What I focus on with my with my writing will change too. I'm in a lot of good places with my lessons. Though there's always room for important iterations. At this point, five years in to really regular reflection through writing, I've said what I've need to say on a lot of "what would you like to do tomorrow?" topics.


More and more I want to stop talking. Fawn read my mind (or stole my idea) in her discussion of terrible habits for math class. Already I'm seeing results in Pre-Calculus. This year we jumped right into trig, which includes a lot of review from geometry. Ordinarily this takes a lot of time, bringing up a concept, coaching them through examples, requiring them to talk me through something else. This time I was like, forget it, just let them figure it out. We're flying through triangle trig and they are having some great discussions because I just shut up.

It continues to be a bit of a problem in Calculus because there is just so much which isn't intuitive right away, for whatever reason. Or at least it feels that way. Given the constraints on my time, I'm limiting how much I will help them outside of the classroom. Meaning I'm not really going to do a lot of the grading. Any rifling through papers will be for feedback only. They can do the grading.
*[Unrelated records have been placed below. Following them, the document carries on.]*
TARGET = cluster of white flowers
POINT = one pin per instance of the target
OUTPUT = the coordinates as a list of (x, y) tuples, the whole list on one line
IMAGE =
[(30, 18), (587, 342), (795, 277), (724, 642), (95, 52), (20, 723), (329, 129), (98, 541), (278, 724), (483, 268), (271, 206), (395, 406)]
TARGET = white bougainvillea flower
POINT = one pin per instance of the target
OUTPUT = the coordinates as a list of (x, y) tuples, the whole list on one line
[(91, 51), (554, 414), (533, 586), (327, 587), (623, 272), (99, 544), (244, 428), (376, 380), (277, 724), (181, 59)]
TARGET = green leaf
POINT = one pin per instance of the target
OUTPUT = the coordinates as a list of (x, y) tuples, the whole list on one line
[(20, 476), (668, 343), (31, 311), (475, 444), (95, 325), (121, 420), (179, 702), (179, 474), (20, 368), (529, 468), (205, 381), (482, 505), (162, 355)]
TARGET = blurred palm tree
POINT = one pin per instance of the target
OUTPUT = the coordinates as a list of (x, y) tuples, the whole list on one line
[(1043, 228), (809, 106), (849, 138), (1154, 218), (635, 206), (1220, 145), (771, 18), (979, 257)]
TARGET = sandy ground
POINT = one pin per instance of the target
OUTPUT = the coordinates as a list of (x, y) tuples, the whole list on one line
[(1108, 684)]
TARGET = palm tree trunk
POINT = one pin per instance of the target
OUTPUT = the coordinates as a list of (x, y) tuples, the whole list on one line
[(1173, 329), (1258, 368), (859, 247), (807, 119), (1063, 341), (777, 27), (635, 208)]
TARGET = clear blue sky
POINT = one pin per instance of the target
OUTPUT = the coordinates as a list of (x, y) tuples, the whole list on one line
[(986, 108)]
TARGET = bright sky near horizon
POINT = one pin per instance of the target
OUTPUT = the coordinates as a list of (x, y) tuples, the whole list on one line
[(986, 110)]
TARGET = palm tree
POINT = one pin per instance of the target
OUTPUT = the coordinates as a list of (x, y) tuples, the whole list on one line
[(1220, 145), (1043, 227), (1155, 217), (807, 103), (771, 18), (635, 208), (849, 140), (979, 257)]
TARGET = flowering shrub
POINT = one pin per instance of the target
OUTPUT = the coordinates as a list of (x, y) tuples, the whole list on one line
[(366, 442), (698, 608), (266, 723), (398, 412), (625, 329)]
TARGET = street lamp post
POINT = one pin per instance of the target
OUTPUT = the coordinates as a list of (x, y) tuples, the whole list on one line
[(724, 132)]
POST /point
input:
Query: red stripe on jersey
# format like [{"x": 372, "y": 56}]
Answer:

I won't drag out the explanation, but Calculus has such a limited scope and really really needs to be about how I'm doing at the end of the year. Assigning some sort of hard and fast grade in August isn't useful. They need feedback. Though the kid who's ranked #11 did ask if I could somehow sabotage #10. Nerds.

Random Thoughts

  • could I ever get Talking Points going?
  • what about double number lines?
  • I'm getting access to a subset of Calculus kids once a week, what non-Calculus things could I push them to do? How do you replicate summer camp during the school year?
  • how does one get started applying for a grant that could fund summer camp?
  • what's Laser Tag day look like with 95 in the Varsity Math crew?
  • who are the front runners to be my first batch of legit BC students next year?
  • how much am I into the Backstreet Boys this year?
  • Sam's ExploreMath blew us all away, I must do this, but when?

A long time ago a favorite college professor of mine remarked that I'd get bored doing the same old thing again year after year teaching high school. I'm glad he was wrong.

AuthorJonathan Claydon

This is new:

Out of nowhere, my epic class sizes have finally retreated. My average is down to 28. My room feels empty like something is wrong. Generally speaking, this is probably a good move long term. As much as I have enjoyed teaching as many kids as can possibly fit in there, the energy level required to watch over 36 kids at once is a little high. Especially when they all feel like making noise. That many kids even just whispering is crazy loud. This year it's like an entire class is missing.

Could this mean we cover more material? Possibly. I feel like Calculus will be a bit more efficient, though you could easily chalk that up to my increased experience with the subject.

It's just weird. I was wandering around the room on the first day and just kept wondering where all the kids went.